By Graham Baker
Bureaucracy and form filling are characteristics of public services. Police forces are no exception and beat officers have been spending almost half their time at the police station. The problem is being tackled vigorously and officers now spend much more time on the beat and less at the station. Mobile technology has played a part in this transformation. The author describes how BlackBerry smartphones are being used by many forces to reduce paperwork and cut the duplication of effort by giving officers out on the beat the opportunity to access information and report activities.
The Government’s Transformational Programme highlighted the need for public sector organisations to use technology to help transform public services by 2011. Since the initiative was announced in 2005 it has gained considerable momentum, with mobile technology now playing a significant role. It is essential that public sector organisations are running as efficiently and productively as the most agile of private sector and for employees from the police to local government to have secure and continuous access to information on the move.
One sector that brings the benefits of mobile technology into stark reality, highlighting just how powerful it can be for ‘Transformational Government,’ is the work RIM has been doing with UK police forces. Today, one in seven police officers use a BlackBerry smartphones and this is increasing exponentially. RIM has been working with UK police forces for over seven years and the BlackBerry solution is currently deployed by over 50 per cent of UK police forces, which represents over 28 individual police forces and approximately 20,000 devices.

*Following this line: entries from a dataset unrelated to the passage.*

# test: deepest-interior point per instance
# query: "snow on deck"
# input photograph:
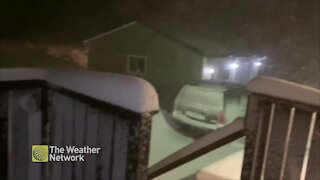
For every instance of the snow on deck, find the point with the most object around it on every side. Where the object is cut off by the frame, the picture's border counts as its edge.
(285, 90)
(128, 92)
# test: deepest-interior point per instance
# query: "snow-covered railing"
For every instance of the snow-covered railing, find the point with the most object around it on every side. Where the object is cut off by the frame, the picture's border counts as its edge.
(283, 131)
(79, 108)
(128, 92)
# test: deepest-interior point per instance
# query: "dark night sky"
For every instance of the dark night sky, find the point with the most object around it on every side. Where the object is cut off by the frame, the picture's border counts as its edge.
(287, 31)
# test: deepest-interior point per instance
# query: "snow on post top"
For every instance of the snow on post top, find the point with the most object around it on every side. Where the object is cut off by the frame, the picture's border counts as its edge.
(127, 92)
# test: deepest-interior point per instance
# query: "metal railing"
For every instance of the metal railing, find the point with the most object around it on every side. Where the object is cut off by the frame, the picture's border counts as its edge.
(81, 108)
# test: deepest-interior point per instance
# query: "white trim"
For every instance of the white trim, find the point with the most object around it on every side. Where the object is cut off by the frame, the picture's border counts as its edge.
(128, 64)
(125, 91)
(108, 32)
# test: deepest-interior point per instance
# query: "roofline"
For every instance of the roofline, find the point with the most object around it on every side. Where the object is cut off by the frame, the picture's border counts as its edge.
(109, 32)
(190, 47)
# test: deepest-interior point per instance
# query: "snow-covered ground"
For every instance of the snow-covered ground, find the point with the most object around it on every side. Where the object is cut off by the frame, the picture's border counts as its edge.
(165, 141)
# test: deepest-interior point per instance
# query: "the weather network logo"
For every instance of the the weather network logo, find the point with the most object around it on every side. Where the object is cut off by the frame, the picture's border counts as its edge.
(40, 153)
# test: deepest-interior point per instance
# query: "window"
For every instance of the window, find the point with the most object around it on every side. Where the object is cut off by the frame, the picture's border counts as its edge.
(136, 64)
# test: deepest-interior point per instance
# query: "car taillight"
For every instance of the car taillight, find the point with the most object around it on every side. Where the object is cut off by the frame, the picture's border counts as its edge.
(222, 118)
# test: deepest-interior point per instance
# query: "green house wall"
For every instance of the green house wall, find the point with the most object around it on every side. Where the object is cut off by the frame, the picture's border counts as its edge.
(169, 64)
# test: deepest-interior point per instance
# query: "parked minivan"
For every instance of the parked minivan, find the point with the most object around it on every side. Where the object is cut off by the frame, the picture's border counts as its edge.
(209, 105)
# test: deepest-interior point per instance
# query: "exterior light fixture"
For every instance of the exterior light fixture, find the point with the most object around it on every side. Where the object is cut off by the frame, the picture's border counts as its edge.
(257, 63)
(234, 66)
(211, 70)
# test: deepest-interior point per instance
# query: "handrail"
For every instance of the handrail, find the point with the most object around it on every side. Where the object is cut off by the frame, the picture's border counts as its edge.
(200, 147)
(128, 92)
(285, 90)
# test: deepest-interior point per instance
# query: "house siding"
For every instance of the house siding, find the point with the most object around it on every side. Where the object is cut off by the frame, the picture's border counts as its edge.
(169, 64)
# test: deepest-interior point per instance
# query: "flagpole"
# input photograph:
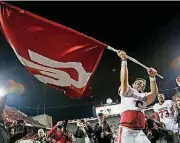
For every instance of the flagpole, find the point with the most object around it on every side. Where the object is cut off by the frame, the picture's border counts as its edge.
(133, 60)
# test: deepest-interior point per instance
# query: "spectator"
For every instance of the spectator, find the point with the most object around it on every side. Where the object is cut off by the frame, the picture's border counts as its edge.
(103, 133)
(42, 137)
(16, 136)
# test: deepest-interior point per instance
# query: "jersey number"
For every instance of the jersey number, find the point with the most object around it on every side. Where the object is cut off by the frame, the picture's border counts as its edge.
(164, 113)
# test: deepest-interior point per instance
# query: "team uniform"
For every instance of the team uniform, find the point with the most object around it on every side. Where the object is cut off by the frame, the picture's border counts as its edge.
(132, 119)
(166, 115)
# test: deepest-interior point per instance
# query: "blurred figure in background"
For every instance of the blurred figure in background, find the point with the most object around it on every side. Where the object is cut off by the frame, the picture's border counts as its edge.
(103, 133)
(42, 138)
(4, 135)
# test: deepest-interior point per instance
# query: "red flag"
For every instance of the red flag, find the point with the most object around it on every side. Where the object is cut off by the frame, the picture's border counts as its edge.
(54, 54)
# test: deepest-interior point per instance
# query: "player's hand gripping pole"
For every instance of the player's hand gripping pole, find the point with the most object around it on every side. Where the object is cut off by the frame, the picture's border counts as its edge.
(133, 60)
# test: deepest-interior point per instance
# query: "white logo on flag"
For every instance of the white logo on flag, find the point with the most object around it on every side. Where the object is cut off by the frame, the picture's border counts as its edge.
(55, 76)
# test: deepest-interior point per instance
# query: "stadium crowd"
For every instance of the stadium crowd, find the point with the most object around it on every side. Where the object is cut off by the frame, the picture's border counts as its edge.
(81, 130)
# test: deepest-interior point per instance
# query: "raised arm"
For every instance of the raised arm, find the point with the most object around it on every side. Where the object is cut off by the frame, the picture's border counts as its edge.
(151, 96)
(123, 73)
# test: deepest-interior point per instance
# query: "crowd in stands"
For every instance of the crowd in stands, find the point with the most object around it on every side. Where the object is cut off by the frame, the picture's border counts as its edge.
(13, 115)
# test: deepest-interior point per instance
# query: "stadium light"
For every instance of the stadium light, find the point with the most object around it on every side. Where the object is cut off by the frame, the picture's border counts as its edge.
(109, 101)
(3, 92)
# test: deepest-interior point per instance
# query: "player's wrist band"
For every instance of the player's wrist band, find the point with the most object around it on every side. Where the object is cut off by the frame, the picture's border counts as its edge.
(124, 63)
(152, 78)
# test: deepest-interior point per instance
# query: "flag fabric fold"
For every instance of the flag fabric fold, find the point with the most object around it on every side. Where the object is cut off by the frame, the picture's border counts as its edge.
(56, 55)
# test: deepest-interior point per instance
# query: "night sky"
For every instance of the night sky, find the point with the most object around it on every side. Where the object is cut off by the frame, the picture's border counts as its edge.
(147, 31)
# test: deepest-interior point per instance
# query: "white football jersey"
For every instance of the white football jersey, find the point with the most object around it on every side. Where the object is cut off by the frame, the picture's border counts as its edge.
(166, 114)
(133, 100)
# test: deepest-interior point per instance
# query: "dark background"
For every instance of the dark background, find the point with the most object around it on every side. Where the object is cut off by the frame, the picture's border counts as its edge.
(147, 31)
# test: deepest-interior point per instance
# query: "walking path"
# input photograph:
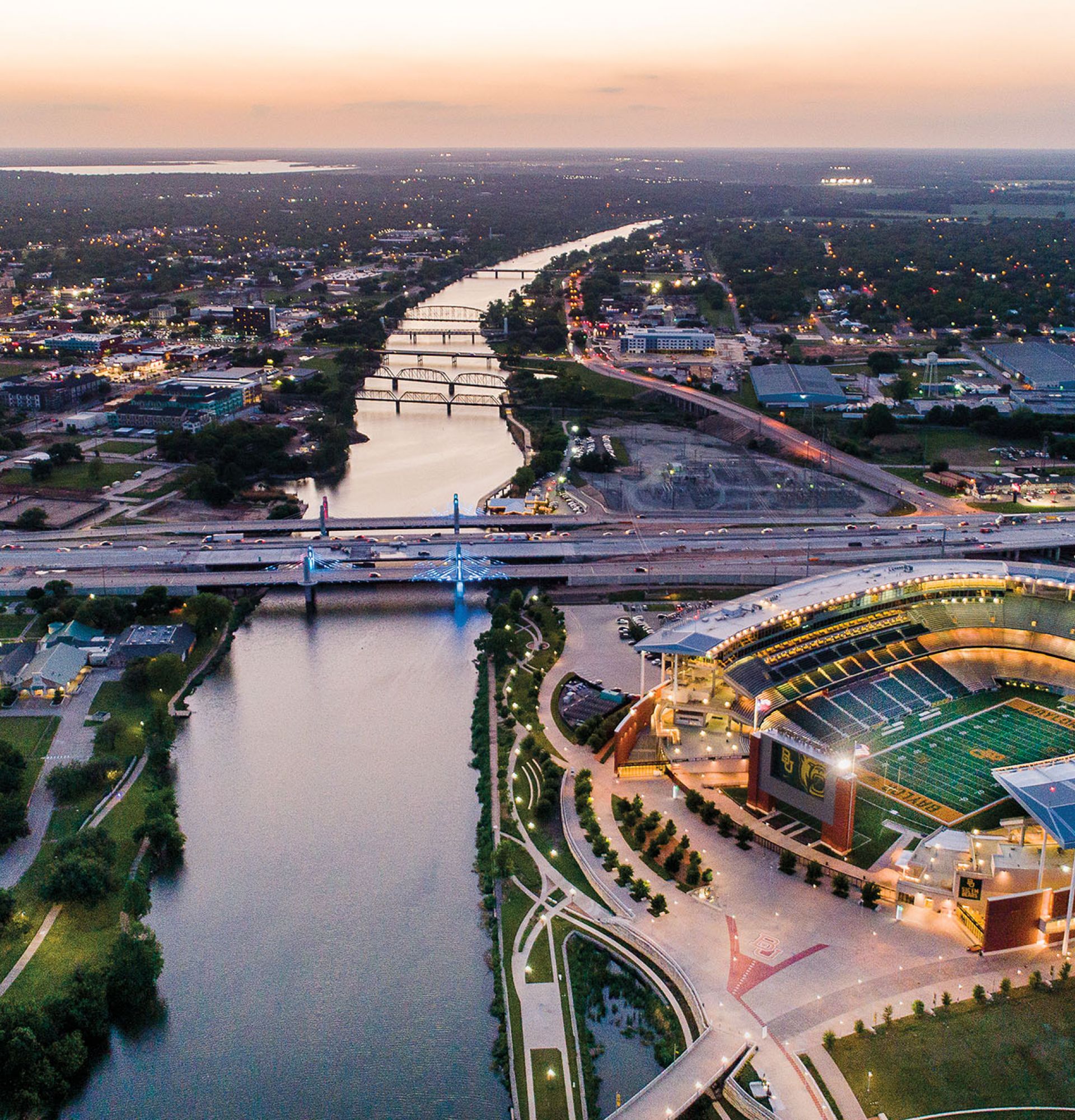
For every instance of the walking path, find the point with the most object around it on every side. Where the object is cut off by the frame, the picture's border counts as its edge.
(72, 743)
(107, 806)
(814, 962)
(31, 949)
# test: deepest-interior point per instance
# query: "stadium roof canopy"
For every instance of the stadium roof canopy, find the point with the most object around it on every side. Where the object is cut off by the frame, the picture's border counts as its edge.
(696, 634)
(797, 386)
(1048, 792)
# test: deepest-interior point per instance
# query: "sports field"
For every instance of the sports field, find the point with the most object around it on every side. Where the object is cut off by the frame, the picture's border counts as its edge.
(946, 772)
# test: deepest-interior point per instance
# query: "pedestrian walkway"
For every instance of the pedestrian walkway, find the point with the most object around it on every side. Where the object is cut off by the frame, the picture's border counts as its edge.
(72, 743)
(831, 1075)
(31, 949)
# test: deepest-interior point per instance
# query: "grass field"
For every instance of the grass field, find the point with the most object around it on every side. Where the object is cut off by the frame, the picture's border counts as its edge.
(969, 1058)
(72, 477)
(123, 446)
(951, 763)
(540, 964)
(607, 387)
(116, 699)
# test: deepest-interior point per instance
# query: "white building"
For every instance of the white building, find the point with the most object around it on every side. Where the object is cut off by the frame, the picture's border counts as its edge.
(667, 340)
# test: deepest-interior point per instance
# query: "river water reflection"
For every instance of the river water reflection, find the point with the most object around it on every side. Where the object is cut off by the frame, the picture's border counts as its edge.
(323, 942)
(323, 945)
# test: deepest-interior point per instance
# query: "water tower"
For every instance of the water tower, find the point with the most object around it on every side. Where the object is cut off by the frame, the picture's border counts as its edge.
(930, 381)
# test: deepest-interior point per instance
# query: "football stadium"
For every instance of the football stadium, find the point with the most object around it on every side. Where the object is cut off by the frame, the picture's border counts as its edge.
(878, 715)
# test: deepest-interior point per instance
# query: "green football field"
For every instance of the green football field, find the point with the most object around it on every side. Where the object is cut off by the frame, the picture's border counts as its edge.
(952, 762)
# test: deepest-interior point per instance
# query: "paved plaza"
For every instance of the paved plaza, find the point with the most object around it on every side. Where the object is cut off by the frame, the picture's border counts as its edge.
(769, 956)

Transforming Police Forces
The move towards making police forces more efficient, by reducing the amount of paperwork and duplication of efforts, was illustrated first in a national study commissioned by the Home Office back in 2001 entitled “Diary of a Police Officer.” The study revealed that on average officers were spending almost as much time in the police station (43 per cent of their time) as they were on the streets. Among the report’s conclusions was the recommendation that police forces should seek to use mobile technology. More recently, Sir Ronnie Flanagan’s report, “A Review of Policing” advised police forces to invest in mobile technology to reduce bureaucracy and increase efficiency.
In order for mobile technology deployments to be successful, it is vital that it is not just rolled out for technology sake, but that the mobile solution chosen is useful, usable, robust and cost effective. Furthermore police forces need a mobile solution that stands the test of time and will grow with them. As a tool for transforming government, the BlackBerry solution stands out from other communication technologies due to its robust security features and continual innovation. The BlackBerry not only offers secure access to email but also enables users to access critical information on the go.
BlackBerry On The Beat
Bedfordshire Police’s deployment of BlackBerry smartphones has delivered lasting improvement to the force, enabling officers to gain an extra hour a day in efficiency gains. Officers have also reported that it is the best piece of equipment that they have been issued with for years.
Officers can access a host of mobile applications on their BlackBerry smartphone including: the Police National Computer (PNC), warrants database and the crime management system. By providing officers with remote access to these critical applications, Bedfordshire Police has reduced the time travelling to and from the station and has helped to increase officers’ visibility within the community, by enabling them to spend more time patrolling the streets.
An independent measurement study commissioned by Bedfordshire Police revealed that 82 per cent of officers thought that the BlackBerry solution assisted them in doing their job and 75 per cent said that it would impact them if the force took away their BlackBerry. In fact the force experienced a 10 per cent increase in the time officers spent patrolling the streets.
To further encourage and speed up the deployment of mobile technology, the National Police Improvement Agency (NPIA) made a £50 million capital investment fund available in May 2008 for UK police forces to invest in mobile technology and this was increased by a further £25 million in July. Thames Valley Police was the first force to benefit from the NPIA scheme. It has equipped over 1,100 police officers and Police Community Support Officers (PCSOs) with BlackBerry smartphones, to increase officers’ time on the beat and improve service to the local community. In addition to remote access to the Police National Computer, officers can also identify suspects and conduct vehicle checks whilst on the beat.
In addition to remote access to the PNC and local police information databases, officers can access a variety of bespoke applications, such as shift briefing, crime tasking, and intelligent reporting, which allows officers to access intelligence in real time.
As police forces use these mission critical applications on the beat, it is of paramount importance that the mobile technology solution satisfies the most stringent security requirements. This is where the BlackBerry solution comes into its own. The BlackBerry platform is the only mobile platform to be accredited with up to ‘restricted’ level data by CESG, the UK’s government’s national security body. This gives an added level of protection, as well as a capability to remotely disable lost or stolen devices.
Today, the BlackBerry solution is setting the benchmark for mobile technology in the public sector. It is used and trusted by over a million government and public sector customers worldwide, including NATO, the MoD and the FBI. RIM continues to develop its product portfolio and works with UK police forces and application partners to implement further mobile solutions that will realise even greater efficiency and productivity gains for police officers.
Graham Baker is Senior Manager of EMEA Public Sector Sales at Research In Motion.